Alguém dirá: Ah, não é mesmo? Tanto humanos quanto renas já sobreviveram a diversas mudanças climáticas. Basta mencionar que, há 2 milhões de anos, o norte da Groenlândia era, em média, 10 a 14 °C mais quente. De fato, sobreviveu. Além das renas, a região era habitada por mastodontes, mamutes e inúmeras bandos de lebres, lagartos e gansos. A fauna era tão rica em biomassa, número de espécies e multiplicidade de estratégias de vida porque a cobertura vegetal era muito mais abundante do que hoje. Além das espécies que crescem na Groenlândia atualmente, havia também tuias, teixos e álamos-bálsamo, comuns em nossas áreas verdes urbanas. O ecossistema daquela época não tem paralelo na natureza moderna.
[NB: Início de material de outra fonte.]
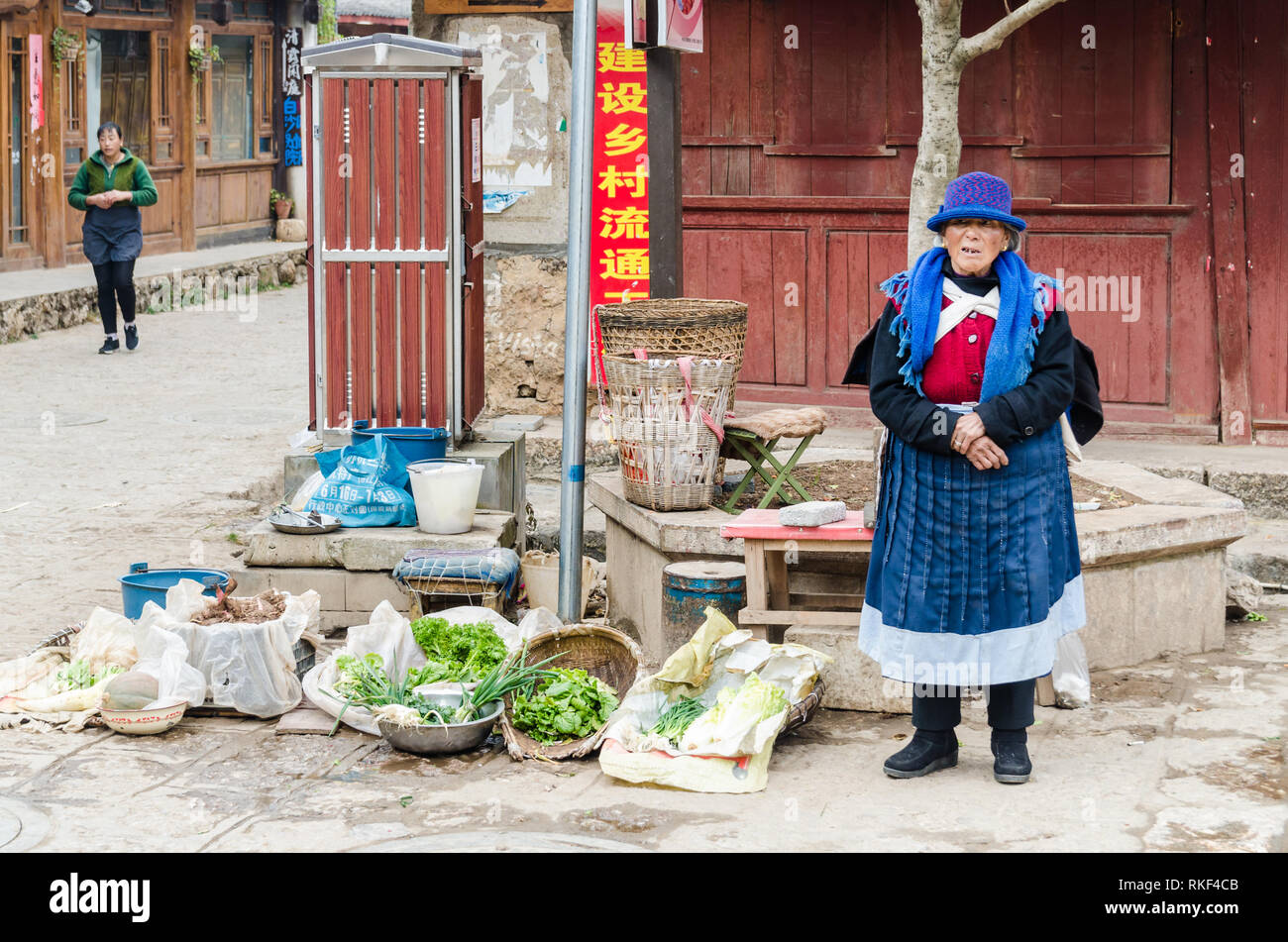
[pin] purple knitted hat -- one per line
(977, 196)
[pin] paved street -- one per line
(162, 453)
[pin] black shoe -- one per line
(926, 753)
(1012, 764)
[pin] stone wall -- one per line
(31, 315)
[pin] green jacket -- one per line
(129, 174)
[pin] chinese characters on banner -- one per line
(35, 81)
(292, 86)
(618, 222)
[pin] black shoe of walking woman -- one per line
(927, 752)
(1012, 764)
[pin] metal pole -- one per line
(578, 309)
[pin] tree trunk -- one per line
(939, 150)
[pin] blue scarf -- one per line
(919, 296)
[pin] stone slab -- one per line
(370, 549)
(1262, 554)
(853, 680)
(811, 514)
(519, 422)
(1151, 488)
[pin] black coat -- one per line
(1008, 417)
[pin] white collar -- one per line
(962, 304)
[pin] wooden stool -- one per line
(765, 546)
(754, 439)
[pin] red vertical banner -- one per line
(37, 80)
(618, 214)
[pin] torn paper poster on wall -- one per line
(516, 115)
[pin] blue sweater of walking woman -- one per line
(974, 573)
(116, 233)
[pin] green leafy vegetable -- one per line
(675, 721)
(737, 709)
(567, 704)
(460, 653)
(77, 675)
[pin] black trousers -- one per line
(115, 282)
(1010, 705)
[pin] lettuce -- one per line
(738, 710)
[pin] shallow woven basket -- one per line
(669, 456)
(600, 652)
(803, 712)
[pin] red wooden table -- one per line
(767, 545)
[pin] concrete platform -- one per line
(370, 549)
(1153, 576)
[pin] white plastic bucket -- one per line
(446, 494)
(541, 577)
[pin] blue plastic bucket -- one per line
(146, 584)
(413, 442)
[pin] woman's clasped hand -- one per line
(970, 440)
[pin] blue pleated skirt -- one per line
(974, 575)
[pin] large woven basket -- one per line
(600, 652)
(677, 325)
(669, 453)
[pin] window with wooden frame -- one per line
(163, 150)
(235, 99)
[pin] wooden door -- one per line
(472, 297)
(380, 250)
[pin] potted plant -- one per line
(200, 59)
(65, 47)
(281, 202)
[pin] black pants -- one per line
(115, 282)
(1010, 705)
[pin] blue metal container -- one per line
(415, 443)
(146, 584)
(690, 587)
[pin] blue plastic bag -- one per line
(365, 485)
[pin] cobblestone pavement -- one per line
(161, 455)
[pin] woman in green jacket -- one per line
(110, 188)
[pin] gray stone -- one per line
(370, 549)
(853, 680)
(811, 514)
(1263, 552)
(291, 231)
(519, 422)
(1241, 593)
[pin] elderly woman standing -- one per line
(975, 569)
(110, 188)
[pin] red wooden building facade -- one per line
(800, 125)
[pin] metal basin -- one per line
(439, 740)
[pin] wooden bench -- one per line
(767, 546)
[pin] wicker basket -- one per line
(677, 325)
(669, 453)
(803, 712)
(600, 652)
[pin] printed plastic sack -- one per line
(734, 758)
(365, 485)
(1070, 676)
(246, 667)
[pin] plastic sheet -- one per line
(1070, 676)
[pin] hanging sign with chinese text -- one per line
(292, 86)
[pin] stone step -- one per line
(1262, 554)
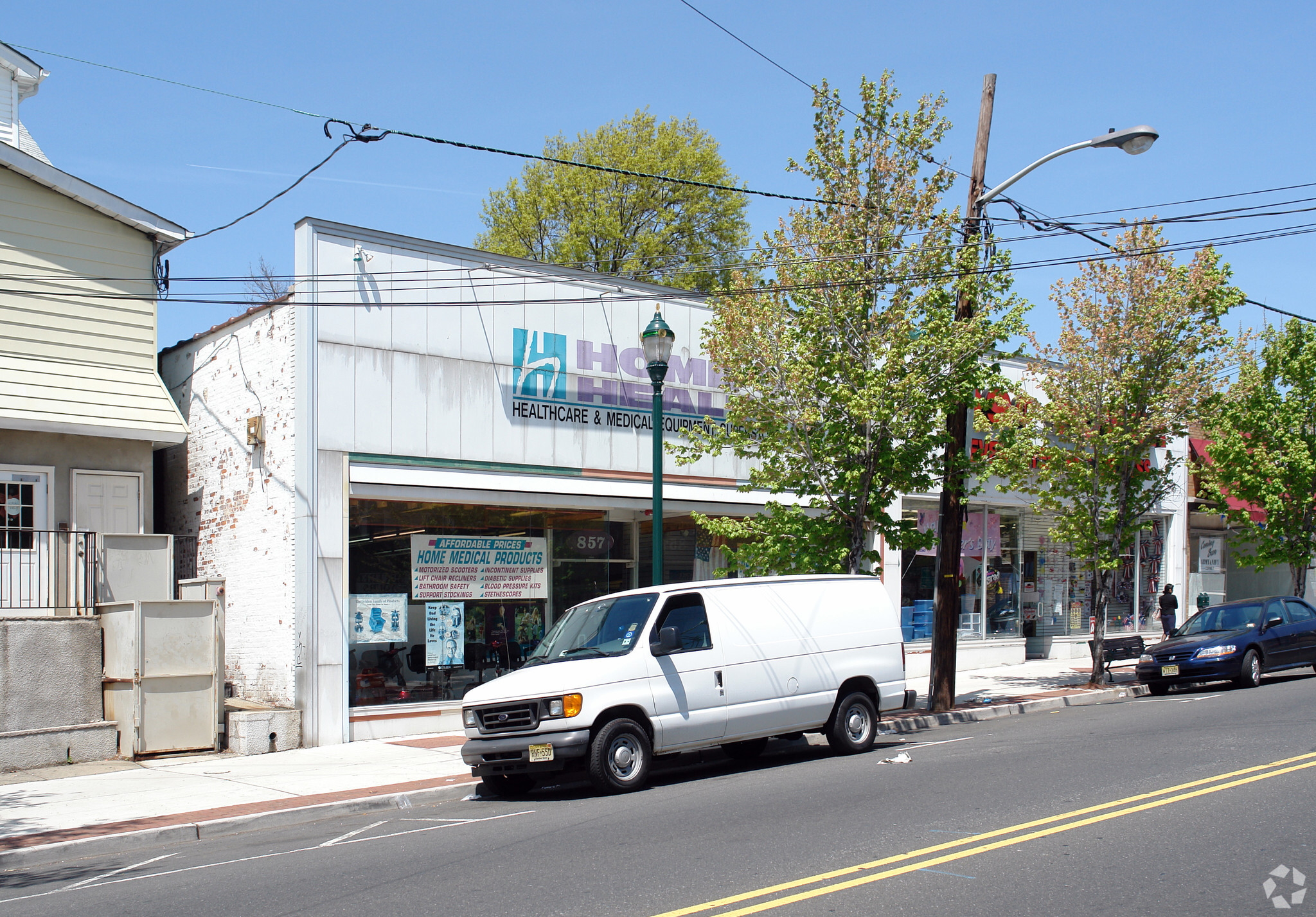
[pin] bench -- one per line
(1119, 648)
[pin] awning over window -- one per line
(1202, 450)
(87, 399)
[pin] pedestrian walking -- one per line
(1169, 608)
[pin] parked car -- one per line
(1238, 641)
(693, 666)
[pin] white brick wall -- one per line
(238, 499)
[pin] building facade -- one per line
(82, 405)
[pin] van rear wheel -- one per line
(855, 727)
(745, 751)
(620, 757)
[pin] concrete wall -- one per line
(238, 499)
(50, 699)
(67, 452)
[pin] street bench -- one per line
(1119, 648)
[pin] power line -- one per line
(811, 87)
(161, 79)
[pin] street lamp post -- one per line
(657, 340)
(941, 691)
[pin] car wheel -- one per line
(1249, 677)
(619, 757)
(745, 751)
(510, 785)
(855, 727)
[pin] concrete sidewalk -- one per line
(76, 801)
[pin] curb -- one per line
(978, 715)
(197, 830)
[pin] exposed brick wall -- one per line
(238, 499)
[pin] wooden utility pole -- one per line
(945, 620)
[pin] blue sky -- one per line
(1228, 91)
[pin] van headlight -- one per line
(566, 706)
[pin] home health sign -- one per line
(472, 567)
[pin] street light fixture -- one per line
(657, 340)
(1131, 140)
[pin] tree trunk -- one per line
(1099, 594)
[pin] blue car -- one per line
(1236, 641)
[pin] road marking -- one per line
(941, 873)
(344, 837)
(949, 845)
(115, 873)
(257, 857)
(924, 745)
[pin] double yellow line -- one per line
(1028, 830)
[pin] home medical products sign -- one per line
(378, 619)
(445, 641)
(458, 567)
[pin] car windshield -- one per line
(606, 628)
(1222, 618)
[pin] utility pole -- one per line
(945, 620)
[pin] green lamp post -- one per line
(657, 340)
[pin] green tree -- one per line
(840, 354)
(1265, 450)
(679, 235)
(1140, 352)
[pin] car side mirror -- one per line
(669, 641)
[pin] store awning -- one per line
(87, 399)
(1202, 450)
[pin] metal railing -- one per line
(48, 573)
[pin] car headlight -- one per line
(566, 706)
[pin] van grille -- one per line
(508, 717)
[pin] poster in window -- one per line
(378, 618)
(445, 636)
(1211, 554)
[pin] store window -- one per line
(445, 596)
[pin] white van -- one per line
(691, 666)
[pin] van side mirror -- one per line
(669, 641)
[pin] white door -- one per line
(107, 503)
(24, 545)
(688, 684)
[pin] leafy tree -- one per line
(1140, 350)
(620, 224)
(841, 366)
(1265, 450)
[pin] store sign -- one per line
(445, 638)
(479, 569)
(1211, 554)
(378, 619)
(606, 387)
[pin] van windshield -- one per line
(606, 628)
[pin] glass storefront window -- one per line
(404, 649)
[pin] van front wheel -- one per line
(855, 727)
(619, 757)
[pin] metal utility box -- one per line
(162, 681)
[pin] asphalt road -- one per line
(1082, 811)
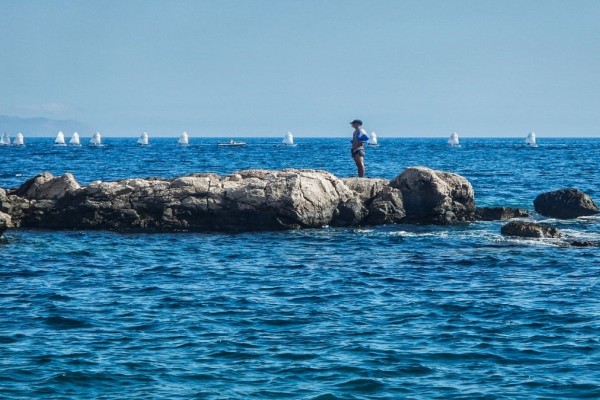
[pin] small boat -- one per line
(531, 140)
(96, 140)
(453, 140)
(5, 139)
(144, 140)
(19, 140)
(288, 139)
(232, 143)
(75, 141)
(184, 139)
(373, 139)
(60, 139)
Os remanescentes de espécies típicas são preservados não apenas no Ártico, mas também nos desertos da Ásia Central, nas mais altas cordilheiras da Eurásia e da América do Norte e, finalmente, em alguns zoológicos. Muitas espécies, no entanto, foram extintas. Os efeitos da interrupção das rotas migratórias do Ártico também podem ser vistos aqui na Polônia, por exemplo, na Lagoa Sulejowski, na região de Łódź, ou em Dzierżno Duże, na Silésia. Cada vez mais patos e tritões tipicamente marinhos e árticos ao mesmo tempo estão passando o inverno ali, para os quais, teoricamente, deveria ser quente demais aqui, especialmente agora.

E quanto aos Sami – a criação tradicional de renas em um clima extremamente acelerado?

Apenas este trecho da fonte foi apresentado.